Every town has its devil. Woodsburgh is no exception. Supernatural entities known as the Strangers pick off lone townsfolk foolish enough to be out after curfew. Only Lady Swanson, the town’s no nonsense businesswoman, seems to be aware enough of them to fight them. Though the Strangers’ connection to her mine and her mysterious visions allude to more going on with Lady Swanson than meets the eye. When the beautiful Lady Hellaine arrives in town from Seattle, the two are drawn together in a supernatural mystery that threatens to consume the entire town.
Andolfo steers clear of the more common tropes of the genre. She establishes her Victorian era in the American west and doesn’t shy away from the real life horrors of the time. Child labor, neglect and abuses feature prominently in Rory’s character, a young orphan adopted by the monstrous and beautiful Lady Hellaine.
Andolfo’s work in establishing Rory’s background pays off in Issue #3. We see her willingly accepting of Lady Hellaine’s peculiar predilection for human flesh. The influence goes both ways: Issue #3 finds Hellaine contemplating the meaning of motherhood through Rory’s adoring gaze.
We also get a taste of the racism prevalent of the time, but with considerably less definition. Jonathan, hired hand of the Swanson family, wants only to be himself and help others. These noble traits are often curbed by reality in the form of sister Betsy, Woodsburgh’s top sex worker. Still, while the racism is heavily implied through flashbacks of meeting a mysterious woman, and his attraction to Lady Hellaine, it doubles as classism.
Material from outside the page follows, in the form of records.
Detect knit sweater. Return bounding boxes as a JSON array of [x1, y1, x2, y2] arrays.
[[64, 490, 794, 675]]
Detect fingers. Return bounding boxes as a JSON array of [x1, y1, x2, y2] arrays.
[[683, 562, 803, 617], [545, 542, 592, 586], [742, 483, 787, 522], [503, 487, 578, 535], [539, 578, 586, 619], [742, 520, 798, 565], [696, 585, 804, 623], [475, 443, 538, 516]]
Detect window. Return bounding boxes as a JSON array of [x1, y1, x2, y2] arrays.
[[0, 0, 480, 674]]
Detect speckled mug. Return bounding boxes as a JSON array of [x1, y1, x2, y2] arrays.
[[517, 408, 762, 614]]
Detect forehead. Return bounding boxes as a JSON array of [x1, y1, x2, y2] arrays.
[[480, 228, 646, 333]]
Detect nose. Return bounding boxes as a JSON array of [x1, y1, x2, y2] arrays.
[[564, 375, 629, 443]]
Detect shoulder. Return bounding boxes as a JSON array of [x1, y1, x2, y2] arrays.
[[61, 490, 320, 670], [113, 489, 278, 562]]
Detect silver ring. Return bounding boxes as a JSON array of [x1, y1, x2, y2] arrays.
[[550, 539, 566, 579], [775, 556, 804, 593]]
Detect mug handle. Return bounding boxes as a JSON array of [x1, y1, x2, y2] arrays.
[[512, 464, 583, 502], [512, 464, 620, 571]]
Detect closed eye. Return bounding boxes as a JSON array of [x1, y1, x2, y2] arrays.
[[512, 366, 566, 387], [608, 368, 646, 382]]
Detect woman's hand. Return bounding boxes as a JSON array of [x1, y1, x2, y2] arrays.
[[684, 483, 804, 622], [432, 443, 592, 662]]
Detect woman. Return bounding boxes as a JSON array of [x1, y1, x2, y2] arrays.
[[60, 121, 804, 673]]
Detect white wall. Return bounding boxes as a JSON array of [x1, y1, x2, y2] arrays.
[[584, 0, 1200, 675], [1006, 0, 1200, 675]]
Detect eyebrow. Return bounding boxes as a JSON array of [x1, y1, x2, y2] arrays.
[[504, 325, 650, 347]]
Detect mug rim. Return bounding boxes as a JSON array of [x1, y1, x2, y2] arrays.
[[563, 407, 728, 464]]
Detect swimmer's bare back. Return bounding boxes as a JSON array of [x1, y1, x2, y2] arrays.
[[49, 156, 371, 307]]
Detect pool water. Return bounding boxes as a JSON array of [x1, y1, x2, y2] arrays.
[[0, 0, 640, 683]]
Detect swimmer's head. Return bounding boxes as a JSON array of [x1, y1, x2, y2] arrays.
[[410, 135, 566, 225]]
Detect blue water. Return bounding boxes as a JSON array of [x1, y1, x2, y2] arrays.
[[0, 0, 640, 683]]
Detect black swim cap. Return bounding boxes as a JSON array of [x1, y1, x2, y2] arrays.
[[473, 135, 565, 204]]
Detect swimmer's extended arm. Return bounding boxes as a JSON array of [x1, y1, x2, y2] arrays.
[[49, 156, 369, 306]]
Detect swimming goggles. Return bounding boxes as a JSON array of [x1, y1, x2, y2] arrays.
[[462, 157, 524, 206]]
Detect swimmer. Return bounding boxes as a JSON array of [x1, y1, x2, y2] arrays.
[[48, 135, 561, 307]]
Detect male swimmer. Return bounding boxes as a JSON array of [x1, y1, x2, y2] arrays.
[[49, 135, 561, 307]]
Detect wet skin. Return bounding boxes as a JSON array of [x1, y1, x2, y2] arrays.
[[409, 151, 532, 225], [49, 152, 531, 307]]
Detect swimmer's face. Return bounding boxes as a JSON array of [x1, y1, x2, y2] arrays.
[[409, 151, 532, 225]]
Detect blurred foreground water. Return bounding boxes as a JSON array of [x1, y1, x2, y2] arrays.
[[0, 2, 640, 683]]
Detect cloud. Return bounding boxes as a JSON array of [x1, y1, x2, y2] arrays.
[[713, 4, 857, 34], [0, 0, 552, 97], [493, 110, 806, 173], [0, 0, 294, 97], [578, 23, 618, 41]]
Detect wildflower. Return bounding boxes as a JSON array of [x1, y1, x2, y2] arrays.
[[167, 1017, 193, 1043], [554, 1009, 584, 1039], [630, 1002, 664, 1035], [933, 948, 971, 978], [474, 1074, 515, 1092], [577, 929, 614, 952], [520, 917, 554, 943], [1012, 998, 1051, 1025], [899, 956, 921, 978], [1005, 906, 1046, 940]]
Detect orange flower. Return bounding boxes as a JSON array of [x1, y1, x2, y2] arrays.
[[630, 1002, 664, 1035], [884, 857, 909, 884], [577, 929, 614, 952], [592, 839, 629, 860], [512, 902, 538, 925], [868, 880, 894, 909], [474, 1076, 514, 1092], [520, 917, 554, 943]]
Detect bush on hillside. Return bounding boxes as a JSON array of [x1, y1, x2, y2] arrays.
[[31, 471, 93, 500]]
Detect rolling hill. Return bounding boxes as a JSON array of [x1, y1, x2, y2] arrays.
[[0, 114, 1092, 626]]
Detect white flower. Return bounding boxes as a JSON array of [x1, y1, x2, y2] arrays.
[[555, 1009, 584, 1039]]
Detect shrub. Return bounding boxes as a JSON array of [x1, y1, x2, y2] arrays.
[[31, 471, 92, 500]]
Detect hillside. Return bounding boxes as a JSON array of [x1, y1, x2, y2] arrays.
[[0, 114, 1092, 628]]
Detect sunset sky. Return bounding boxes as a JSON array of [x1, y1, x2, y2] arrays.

Perhaps more evident is the treatment of the implied Native American hunters, who’s warnings to Lady Swanson about the Strangers went unheeded at the mine. We aren’t given much background on them, other than they work with Lady Swanson under a strained alliance of necessity.
Fox, the understandably outraged leader of the group, provides key information on the beautiful blooms that sprout from the Stranger’s corpses. Still, Fox and her crew prove more than capable of dealing with Woodsburgh’s devils. I’m looking forward to learning more about her, and just how capable she is when she Hellaine comes for her guardian, Mr. Goodwill.
Andolfo’s artwork is beautiful, with soft lines that contrast the sharpness of defiant leading ladies. Vibrant colors and effects, by Mirka Andolfo and color assistant Gianluca Papi, add distortion and interest to the supernatural elements. Lettering assistant Fabio Amelia punches up the comic with interesting bubbles and sound effects that jump right out of them. The real scene stealers are Andolfo’s splash pages that balance horror and beauty terrifyingly well.